Is this a viable Iron Condor Strategy

Discussion in 'Options' started by shainadir, Jul 17, 2009.

  1. I am new to options and have had some success with iron condors the past few months. I usually pick my ICs with the puts and calls with gammas at .10. Today, I had to close out the call sides for my Aug SPX because they were getting a little too close for comfort. I still have the puts.

    This got me thinking about future iron condors. How viable is a strategy where the puts and calls are at higher gammas around .30-.35 with higher credit. If im out of the money on both sides at expiration, then I will earn more with the higher credit.

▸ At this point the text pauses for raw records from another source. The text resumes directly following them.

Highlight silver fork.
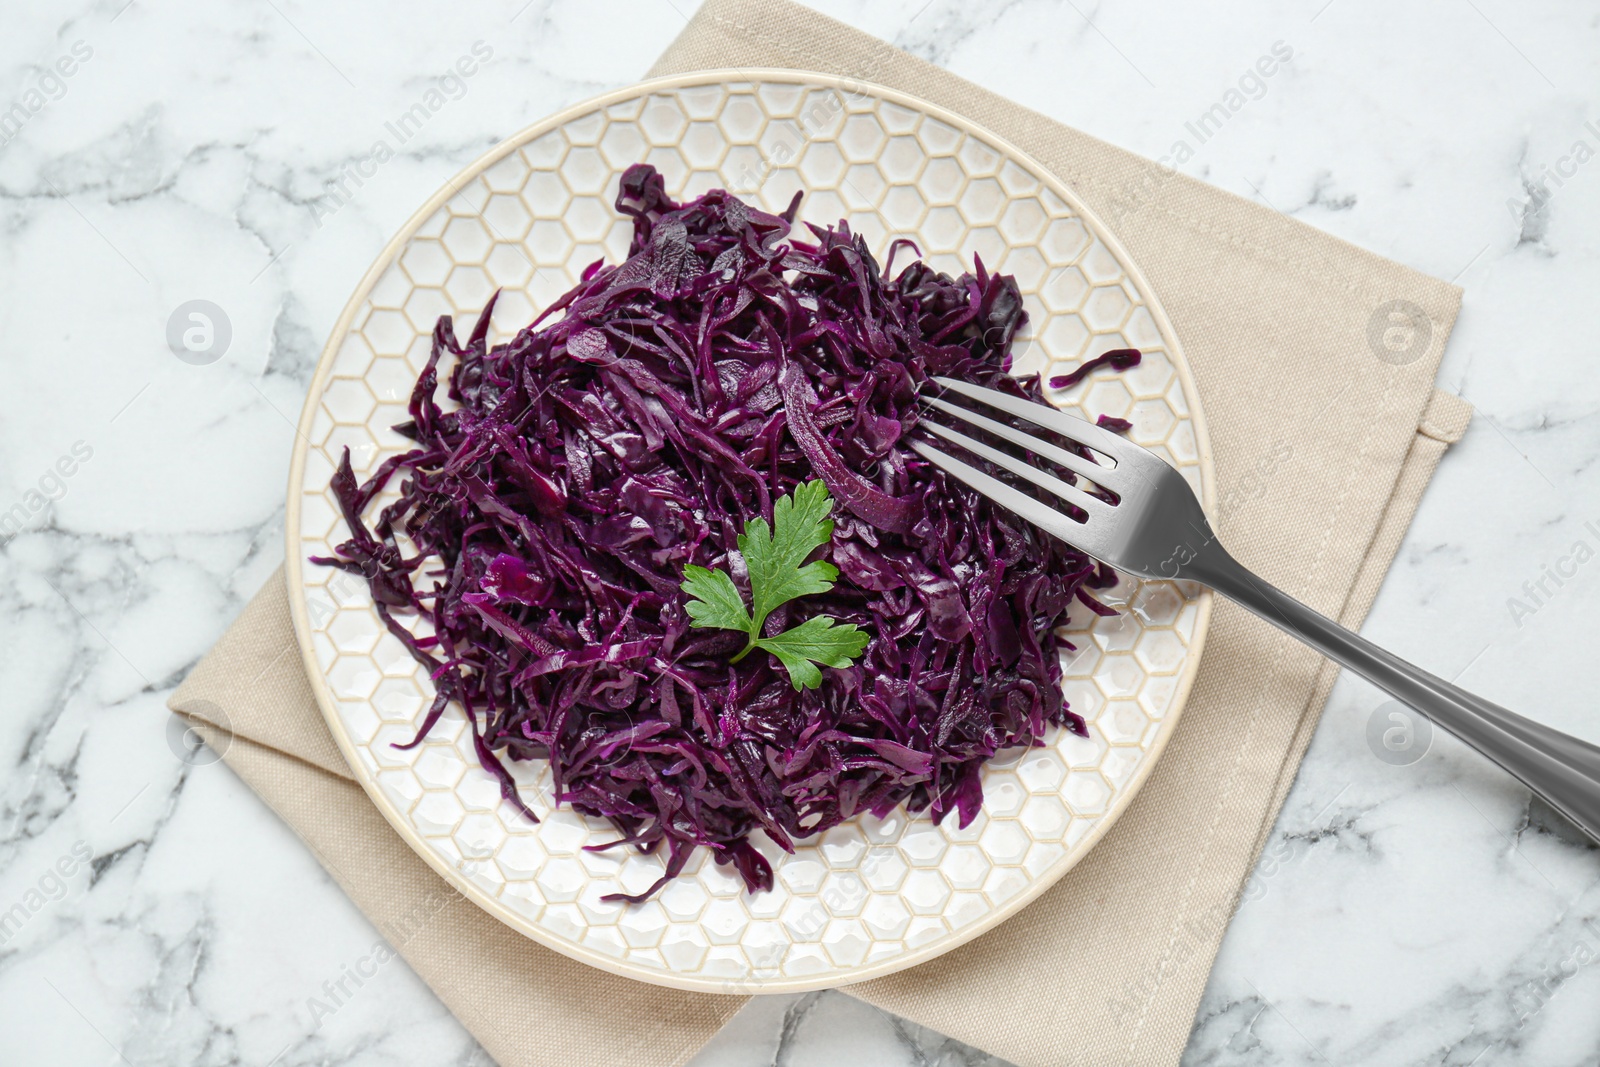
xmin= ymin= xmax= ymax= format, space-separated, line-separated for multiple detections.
xmin=915 ymin=376 xmax=1600 ymax=842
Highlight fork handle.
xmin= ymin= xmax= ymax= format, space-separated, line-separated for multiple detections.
xmin=1189 ymin=548 xmax=1600 ymax=840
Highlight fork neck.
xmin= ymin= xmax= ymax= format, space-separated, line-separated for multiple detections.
xmin=1180 ymin=543 xmax=1320 ymax=638
xmin=1181 ymin=542 xmax=1476 ymax=721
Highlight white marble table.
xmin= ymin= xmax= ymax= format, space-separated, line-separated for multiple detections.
xmin=3 ymin=0 xmax=1597 ymax=1063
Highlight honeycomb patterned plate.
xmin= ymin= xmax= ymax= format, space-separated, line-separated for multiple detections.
xmin=286 ymin=71 xmax=1216 ymax=994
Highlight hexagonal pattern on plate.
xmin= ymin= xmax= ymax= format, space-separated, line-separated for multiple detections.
xmin=289 ymin=74 xmax=1212 ymax=994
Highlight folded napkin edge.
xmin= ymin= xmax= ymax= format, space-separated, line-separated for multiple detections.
xmin=1420 ymin=388 xmax=1473 ymax=443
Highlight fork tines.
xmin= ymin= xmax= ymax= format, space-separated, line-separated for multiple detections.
xmin=928 ymin=377 xmax=1131 ymax=460
xmin=913 ymin=377 xmax=1128 ymax=530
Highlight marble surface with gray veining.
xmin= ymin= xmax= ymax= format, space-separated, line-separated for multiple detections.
xmin=2 ymin=0 xmax=1599 ymax=1063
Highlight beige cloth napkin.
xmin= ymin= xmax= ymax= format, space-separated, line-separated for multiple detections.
xmin=170 ymin=2 xmax=1474 ymax=1064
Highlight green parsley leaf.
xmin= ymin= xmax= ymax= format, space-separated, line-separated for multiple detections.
xmin=741 ymin=478 xmax=840 ymax=626
xmin=680 ymin=565 xmax=753 ymax=633
xmin=680 ymin=479 xmax=869 ymax=690
xmin=754 ymin=615 xmax=871 ymax=691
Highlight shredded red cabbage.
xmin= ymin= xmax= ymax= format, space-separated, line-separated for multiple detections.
xmin=1049 ymin=347 xmax=1141 ymax=389
xmin=316 ymin=163 xmax=1128 ymax=901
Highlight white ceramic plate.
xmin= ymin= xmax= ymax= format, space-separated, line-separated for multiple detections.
xmin=286 ymin=70 xmax=1215 ymax=993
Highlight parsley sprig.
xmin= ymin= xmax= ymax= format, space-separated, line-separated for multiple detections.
xmin=680 ymin=480 xmax=869 ymax=690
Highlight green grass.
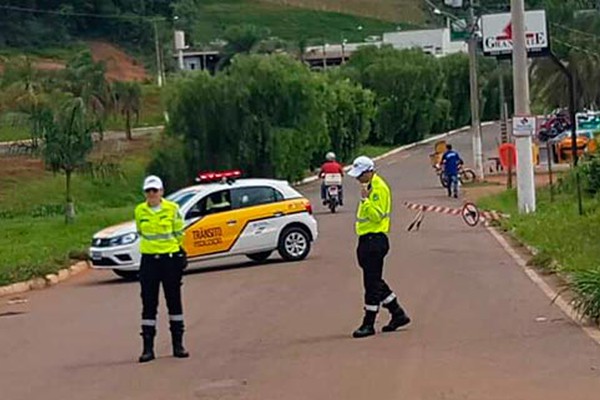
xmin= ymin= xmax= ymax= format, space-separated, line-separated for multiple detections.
xmin=190 ymin=0 xmax=404 ymax=44
xmin=0 ymin=207 xmax=132 ymax=285
xmin=478 ymin=180 xmax=600 ymax=323
xmin=260 ymin=0 xmax=424 ymax=23
xmin=0 ymin=148 xmax=151 ymax=286
xmin=1 ymin=85 xmax=165 ymax=141
xmin=0 ymin=43 xmax=86 ymax=60
xmin=478 ymin=187 xmax=600 ymax=274
xmin=105 ymin=84 xmax=165 ymax=130
xmin=0 ymin=124 xmax=29 ymax=142
xmin=359 ymin=144 xmax=395 ymax=158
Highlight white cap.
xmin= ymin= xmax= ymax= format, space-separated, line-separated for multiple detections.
xmin=143 ymin=175 xmax=163 ymax=191
xmin=348 ymin=156 xmax=375 ymax=178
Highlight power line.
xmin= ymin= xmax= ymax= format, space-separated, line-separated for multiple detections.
xmin=550 ymin=22 xmax=600 ymax=40
xmin=551 ymin=37 xmax=600 ymax=59
xmin=0 ymin=4 xmax=165 ymax=22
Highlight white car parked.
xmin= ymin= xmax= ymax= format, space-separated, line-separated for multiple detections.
xmin=90 ymin=174 xmax=318 ymax=280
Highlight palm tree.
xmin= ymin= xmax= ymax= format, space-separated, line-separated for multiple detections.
xmin=531 ymin=50 xmax=600 ymax=111
xmin=59 ymin=51 xmax=112 ymax=140
xmin=113 ymin=81 xmax=142 ymax=140
xmin=35 ymin=97 xmax=96 ymax=223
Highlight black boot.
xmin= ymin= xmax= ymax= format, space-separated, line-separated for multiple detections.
xmin=139 ymin=326 xmax=156 ymax=363
xmin=170 ymin=321 xmax=190 ymax=358
xmin=352 ymin=310 xmax=377 ymax=338
xmin=382 ymin=299 xmax=411 ymax=333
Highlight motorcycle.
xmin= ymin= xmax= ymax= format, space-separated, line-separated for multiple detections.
xmin=323 ymin=173 xmax=343 ymax=213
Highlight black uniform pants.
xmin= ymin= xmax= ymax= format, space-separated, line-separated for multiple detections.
xmin=140 ymin=252 xmax=186 ymax=331
xmin=357 ymin=233 xmax=396 ymax=311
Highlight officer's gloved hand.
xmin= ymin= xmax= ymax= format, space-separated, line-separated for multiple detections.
xmin=179 ymin=246 xmax=188 ymax=270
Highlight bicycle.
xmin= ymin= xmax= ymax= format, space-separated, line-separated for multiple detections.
xmin=433 ymin=164 xmax=477 ymax=188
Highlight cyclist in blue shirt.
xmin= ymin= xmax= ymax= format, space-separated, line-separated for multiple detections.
xmin=441 ymin=144 xmax=464 ymax=198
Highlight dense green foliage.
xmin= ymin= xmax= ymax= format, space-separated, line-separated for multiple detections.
xmin=152 ymin=46 xmax=516 ymax=189
xmin=342 ymin=47 xmax=446 ymax=145
xmin=162 ymin=54 xmax=375 ymax=186
xmin=0 ymin=0 xmax=398 ymax=55
xmin=0 ymin=0 xmax=171 ymax=49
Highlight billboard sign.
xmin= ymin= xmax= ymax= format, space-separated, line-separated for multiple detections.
xmin=482 ymin=10 xmax=549 ymax=58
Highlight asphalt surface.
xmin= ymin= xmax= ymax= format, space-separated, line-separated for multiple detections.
xmin=2 ymin=124 xmax=600 ymax=400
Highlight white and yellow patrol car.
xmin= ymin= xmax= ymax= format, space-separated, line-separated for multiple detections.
xmin=89 ymin=171 xmax=318 ymax=280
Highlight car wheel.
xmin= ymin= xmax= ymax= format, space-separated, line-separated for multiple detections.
xmin=278 ymin=226 xmax=311 ymax=262
xmin=113 ymin=269 xmax=139 ymax=281
xmin=247 ymin=251 xmax=272 ymax=263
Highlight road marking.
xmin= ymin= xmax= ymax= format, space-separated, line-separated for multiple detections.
xmin=486 ymin=225 xmax=600 ymax=347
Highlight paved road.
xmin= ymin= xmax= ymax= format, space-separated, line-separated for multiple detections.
xmin=2 ymin=125 xmax=600 ymax=400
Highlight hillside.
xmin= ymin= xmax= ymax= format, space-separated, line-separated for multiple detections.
xmin=260 ymin=0 xmax=424 ymax=24
xmin=178 ymin=0 xmax=413 ymax=46
xmin=0 ymin=41 xmax=148 ymax=83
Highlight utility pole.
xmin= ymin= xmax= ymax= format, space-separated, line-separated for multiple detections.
xmin=153 ymin=19 xmax=163 ymax=87
xmin=511 ymin=0 xmax=536 ymax=213
xmin=468 ymin=0 xmax=484 ymax=180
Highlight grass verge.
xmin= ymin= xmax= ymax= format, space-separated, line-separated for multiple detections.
xmin=0 ymin=124 xmax=29 ymax=142
xmin=0 ymin=141 xmax=151 ymax=286
xmin=359 ymin=144 xmax=395 ymax=158
xmin=477 ymin=179 xmax=600 ymax=323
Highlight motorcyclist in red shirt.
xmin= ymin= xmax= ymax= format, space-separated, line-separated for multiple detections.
xmin=319 ymin=152 xmax=344 ymax=206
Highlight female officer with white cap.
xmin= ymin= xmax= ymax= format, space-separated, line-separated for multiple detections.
xmin=347 ymin=156 xmax=411 ymax=338
xmin=135 ymin=175 xmax=189 ymax=362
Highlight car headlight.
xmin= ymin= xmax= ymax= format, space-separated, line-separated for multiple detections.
xmin=109 ymin=233 xmax=138 ymax=246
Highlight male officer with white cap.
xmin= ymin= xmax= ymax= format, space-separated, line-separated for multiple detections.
xmin=347 ymin=156 xmax=411 ymax=338
xmin=135 ymin=175 xmax=189 ymax=362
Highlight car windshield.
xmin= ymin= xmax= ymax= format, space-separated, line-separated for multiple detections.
xmin=166 ymin=188 xmax=201 ymax=208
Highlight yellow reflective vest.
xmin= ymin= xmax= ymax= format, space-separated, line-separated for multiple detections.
xmin=355 ymin=174 xmax=391 ymax=236
xmin=135 ymin=199 xmax=184 ymax=254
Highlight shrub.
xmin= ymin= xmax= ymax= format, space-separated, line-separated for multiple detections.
xmin=569 ymin=267 xmax=600 ymax=325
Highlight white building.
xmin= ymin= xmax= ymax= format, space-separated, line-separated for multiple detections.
xmin=304 ymin=27 xmax=467 ymax=69
xmin=382 ymin=28 xmax=467 ymax=57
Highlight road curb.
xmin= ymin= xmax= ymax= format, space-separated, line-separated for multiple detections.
xmin=0 ymin=261 xmax=90 ymax=299
xmin=0 ymin=122 xmax=491 ymax=298
xmin=297 ymin=122 xmax=494 ymax=186
xmin=486 ymin=225 xmax=600 ymax=346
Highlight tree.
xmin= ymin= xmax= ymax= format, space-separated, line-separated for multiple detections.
xmin=323 ymin=73 xmax=376 ymax=162
xmin=58 ymin=51 xmax=112 ymax=140
xmin=217 ymin=25 xmax=271 ymax=70
xmin=113 ymin=81 xmax=142 ymax=140
xmin=164 ymin=54 xmax=372 ymax=184
xmin=343 ymin=46 xmax=446 ymax=145
xmin=35 ymin=97 xmax=96 ymax=223
xmin=439 ymin=53 xmax=471 ymax=128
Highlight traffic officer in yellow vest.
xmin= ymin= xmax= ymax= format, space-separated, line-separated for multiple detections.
xmin=135 ymin=175 xmax=189 ymax=362
xmin=347 ymin=156 xmax=411 ymax=338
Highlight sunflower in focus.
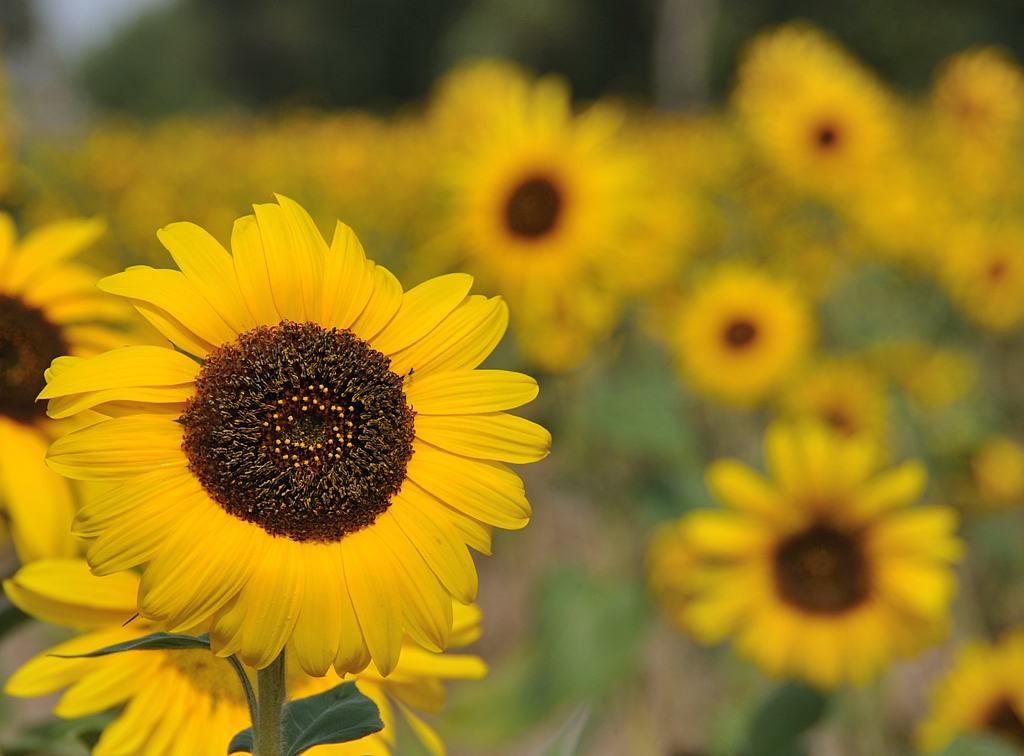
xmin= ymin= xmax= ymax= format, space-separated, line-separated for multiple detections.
xmin=779 ymin=358 xmax=888 ymax=443
xmin=971 ymin=436 xmax=1024 ymax=509
xmin=734 ymin=24 xmax=898 ymax=200
xmin=4 ymin=559 xmax=486 ymax=755
xmin=917 ymin=633 xmax=1024 ymax=753
xmin=651 ymin=422 xmax=961 ymax=688
xmin=672 ymin=265 xmax=812 ymax=406
xmin=941 ymin=221 xmax=1024 ymax=332
xmin=0 ymin=214 xmax=131 ymax=563
xmin=40 ymin=195 xmax=549 ymax=676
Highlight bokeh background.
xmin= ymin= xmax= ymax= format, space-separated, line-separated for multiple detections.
xmin=3 ymin=1 xmax=1024 ymax=754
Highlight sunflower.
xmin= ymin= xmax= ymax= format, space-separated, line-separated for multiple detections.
xmin=0 ymin=213 xmax=131 ymax=563
xmin=941 ymin=221 xmax=1024 ymax=332
xmin=651 ymin=421 xmax=961 ymax=688
xmin=40 ymin=195 xmax=549 ymax=676
xmin=671 ymin=265 xmax=812 ymax=406
xmin=917 ymin=633 xmax=1024 ymax=753
xmin=733 ymin=24 xmax=898 ymax=201
xmin=4 ymin=559 xmax=486 ymax=755
xmin=424 ymin=63 xmax=677 ymax=370
xmin=779 ymin=358 xmax=888 ymax=443
xmin=971 ymin=436 xmax=1024 ymax=509
xmin=929 ymin=47 xmax=1024 ymax=198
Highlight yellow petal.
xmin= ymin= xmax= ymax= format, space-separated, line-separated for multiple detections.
xmin=319 ymin=221 xmax=375 ymax=330
xmin=406 ymin=370 xmax=538 ymax=415
xmin=373 ymin=513 xmax=452 ymax=653
xmin=99 ymin=267 xmax=236 ymax=351
xmin=140 ymin=498 xmax=256 ymax=631
xmin=4 ymin=558 xmax=138 ymax=629
xmin=0 ymin=419 xmax=76 ymax=560
xmin=342 ymin=526 xmax=404 ymax=676
xmin=334 ymin=546 xmax=372 ymax=674
xmin=370 ymin=274 xmax=473 ymax=354
xmin=231 ymin=214 xmax=281 ymax=326
xmin=39 ymin=345 xmax=200 ymax=399
xmin=4 ymin=218 xmax=105 ymax=294
xmin=414 ymin=413 xmax=551 ymax=464
xmin=291 ymin=543 xmax=343 ymax=677
xmin=47 ymin=383 xmax=194 ymax=420
xmin=705 ymin=459 xmax=786 ymax=520
xmin=157 ymin=222 xmax=255 ymax=333
xmin=405 ymin=442 xmax=530 ymax=528
xmin=851 ymin=461 xmax=928 ymax=520
xmin=388 ymin=490 xmax=477 ymax=603
xmin=348 ymin=264 xmax=402 ymax=340
xmin=235 ymin=537 xmax=304 ymax=669
xmin=47 ymin=415 xmax=185 ymax=480
xmin=387 ymin=296 xmax=508 ymax=377
xmin=253 ymin=199 xmax=324 ymax=322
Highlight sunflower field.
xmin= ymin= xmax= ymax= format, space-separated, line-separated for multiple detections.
xmin=2 ymin=3 xmax=1024 ymax=755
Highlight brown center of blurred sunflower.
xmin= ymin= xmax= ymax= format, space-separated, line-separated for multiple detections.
xmin=180 ymin=321 xmax=415 ymax=542
xmin=0 ymin=294 xmax=68 ymax=423
xmin=985 ymin=698 xmax=1024 ymax=748
xmin=822 ymin=406 xmax=855 ymax=436
xmin=505 ymin=175 xmax=563 ymax=239
xmin=723 ymin=319 xmax=758 ymax=349
xmin=774 ymin=523 xmax=869 ymax=613
xmin=813 ymin=121 xmax=842 ymax=151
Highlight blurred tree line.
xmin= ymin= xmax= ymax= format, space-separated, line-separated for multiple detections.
xmin=4 ymin=0 xmax=1024 ymax=115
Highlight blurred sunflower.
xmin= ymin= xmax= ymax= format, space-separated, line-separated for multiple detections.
xmin=426 ymin=63 xmax=679 ymax=370
xmin=734 ymin=24 xmax=898 ymax=200
xmin=40 ymin=195 xmax=549 ymax=675
xmin=941 ymin=221 xmax=1024 ymax=332
xmin=672 ymin=265 xmax=812 ymax=406
xmin=650 ymin=422 xmax=961 ymax=688
xmin=971 ymin=436 xmax=1024 ymax=509
xmin=4 ymin=559 xmax=486 ymax=755
xmin=865 ymin=340 xmax=977 ymax=409
xmin=930 ymin=47 xmax=1024 ymax=197
xmin=0 ymin=214 xmax=129 ymax=562
xmin=917 ymin=633 xmax=1024 ymax=753
xmin=779 ymin=358 xmax=888 ymax=443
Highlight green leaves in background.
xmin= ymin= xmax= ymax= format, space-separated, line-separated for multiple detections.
xmin=943 ymin=734 xmax=1019 ymax=756
xmin=3 ymin=713 xmax=115 ymax=756
xmin=742 ymin=681 xmax=830 ymax=756
xmin=227 ymin=681 xmax=383 ymax=756
xmin=443 ymin=566 xmax=648 ymax=748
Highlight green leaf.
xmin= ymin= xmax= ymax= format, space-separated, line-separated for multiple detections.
xmin=4 ymin=712 xmax=115 ymax=756
xmin=53 ymin=631 xmax=211 ymax=658
xmin=228 ymin=681 xmax=383 ymax=756
xmin=943 ymin=733 xmax=1019 ymax=756
xmin=743 ymin=681 xmax=829 ymax=756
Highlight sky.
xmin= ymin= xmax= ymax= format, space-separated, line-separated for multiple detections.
xmin=33 ymin=0 xmax=169 ymax=59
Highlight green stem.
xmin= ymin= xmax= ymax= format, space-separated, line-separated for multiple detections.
xmin=226 ymin=655 xmax=258 ymax=727
xmin=254 ymin=650 xmax=287 ymax=756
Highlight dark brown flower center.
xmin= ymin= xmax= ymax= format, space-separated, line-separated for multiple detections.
xmin=723 ymin=319 xmax=758 ymax=349
xmin=0 ymin=294 xmax=68 ymax=423
xmin=180 ymin=322 xmax=415 ymax=542
xmin=813 ymin=121 xmax=842 ymax=151
xmin=988 ymin=258 xmax=1009 ymax=282
xmin=822 ymin=406 xmax=855 ymax=436
xmin=505 ymin=175 xmax=563 ymax=239
xmin=774 ymin=523 xmax=869 ymax=613
xmin=985 ymin=698 xmax=1024 ymax=748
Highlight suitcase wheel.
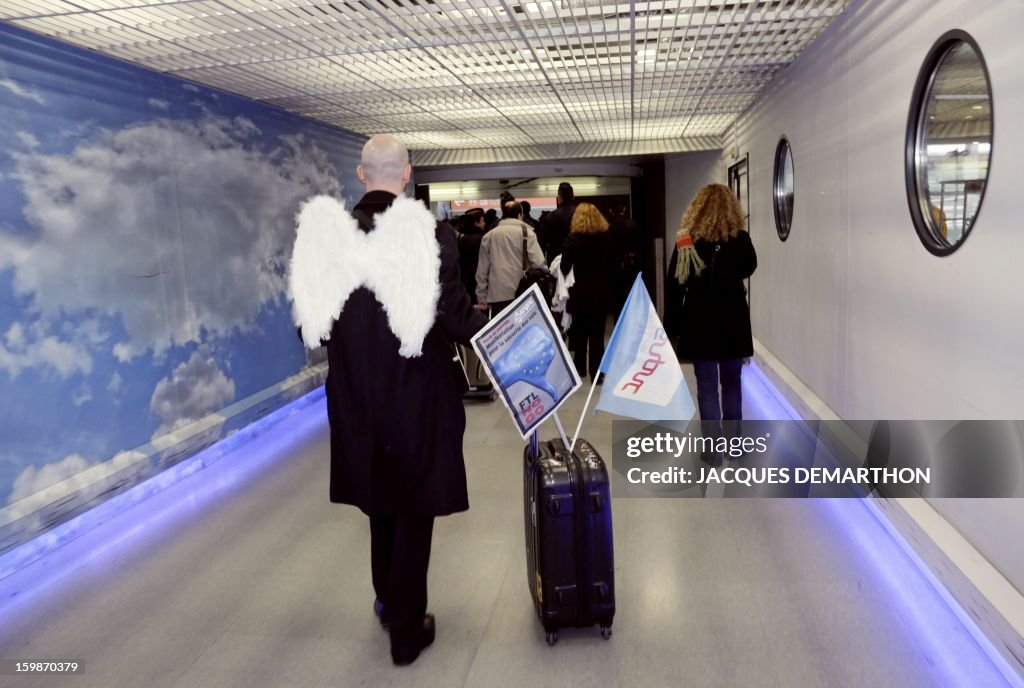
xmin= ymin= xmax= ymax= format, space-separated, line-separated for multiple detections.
xmin=600 ymin=625 xmax=613 ymax=640
xmin=545 ymin=630 xmax=559 ymax=646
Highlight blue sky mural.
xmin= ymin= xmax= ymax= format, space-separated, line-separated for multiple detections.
xmin=0 ymin=25 xmax=365 ymax=511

If the strike gets closer to either side, I will close the side that it nears and will have a good chance that the other side will expire otm.

    I am work now so I dont have a chance to backtest this but is this a viable strategy or am I just thinking out of my ass?
     

  2. There has been much debate on ET over the years about the viability of trading CTM (closer to the money) IV vs. OTM (further out of the money options).

    To me the winners of the debate are those who favor CTM positions. But in real life, I ignore that debate and prefer OTM options.

    There is always a trade-off. Gain something, give up something else.

    The major argument in favor of CTM iron condors is that you collect a high credit. That, in turns, reduces the maximum loss. That's obviously good. But, there is an increased likelihood that one of the spreads will finish ITM.

    Thus do you prefer less risk (per spread) coupled with an increased probability of incurring a loss?

    Or do you prefer a smaller reward, along with a higher probability of earning that reward?

    Then there's also the adjustment problem. When losses are smaller, do you adjust a risky position less frequently? Or perhaps you don't adjust at all. This is an individual decision, but one that is important to your overall results.

    Bottom line: Neither is 'better' than the other because prudent risk management is the essential ingredient for long-term success. If you are working full time, you may be better served by owning positions that are less likely to turn into trouble and less likely to require an adjustment.

    Mark
    http://blog.mdwoptions.com/options_for_rookies
     
  3. Thanks for your reply Mark.

    If I close out the side that is closer to the money, wont i break even or win a little most of the time should the other side expire out of the money?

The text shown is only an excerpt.